Practical reasons aside, settler ideology also may play a role in the council’s actions. Some observers say that settler leaders — in their battle against the government’s plan to withdraw from territory in the West Bank — are resistant to any action that would imply acknowledgment that they live in a dangerous place.
They also don’t want to further antagonize the settlers who are their constituents, according to some analysts. That’s because some settlers see the Yesha Council as responsible for the failed battle against Israel’s withdrawal from Gaza last summer, as well as for the unsuccessful fight against the government’s plan to construct a separation barrier between the West Bank and Israel.
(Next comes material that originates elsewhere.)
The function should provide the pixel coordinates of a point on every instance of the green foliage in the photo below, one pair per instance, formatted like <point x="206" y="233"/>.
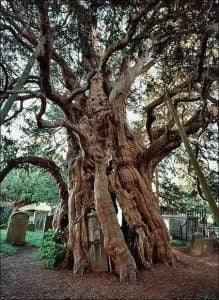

“The government is seen as threatening the continuation of Jewish life in Judea and Samaria,” said Mordechai Nisan, a Middle East specialist at The Hebrew University who says he supports the settler movement. “That’s why instructing people not to hitchhike is another nail in the coffin of Judea and Samaria.”
Theology also may explain the reluctance to curb settlers’ movement in the West Bank. Such limits, Nisan says, may conflict with the teachings of Rabbi Tzvi Yehudah Kook, seen as the spiritual mentor of Israeli ultranationalists. Kook, who died in 1982, was a leader of the Gush Emunim settler movement, whose followers believed that the Jewish people and the State of Israel should ensure Jewish sovereignty over all parts of the land of Israel as it was defined in the Bible.
“Rabbi Kook believed Jews should go into the territories with confidence, and not hide or sneak in,” Nisan said.
Whatever the reasoning behind the Yesha Council’s mild directive, the council’s action goes too far for some settler leaders. Diehard settlers such as Daniela Weiss, head of the local council of the Kedumim settlement and one of the first Jews to move to the West Bank, said she will encourage people to continue hitchhiking and won’t distribute Yesha’s recommendations in Kedumim.
“We shouldn’t be the ones to be limited. The Arabs’ movements should be limited,” Weiss said in an interview with the Forward. “Such limits damage the spirit of the nation of Israel, and the spirit of knowing this is our country and that we should be able to travel freely everywhere.”
Despite the recent attention drawn to its risks, hitchhiking remains the most popular transportation choice for youths traveling to and from the West Bank.
Feigy Daniel, an 18-year-old waiting at a hitchhiking post in Jerusalem’s French Hill neighborhood last Friday, told a reporter from NRG, the Web site of the Ma’ariv newspaper, that she plans to hitch rides to get to the Tapuach Junction in the West Bank.
“We’re afraid, but we’re being careful,” she was quoted as saying. “I am not going to stop my life because of terrorists.”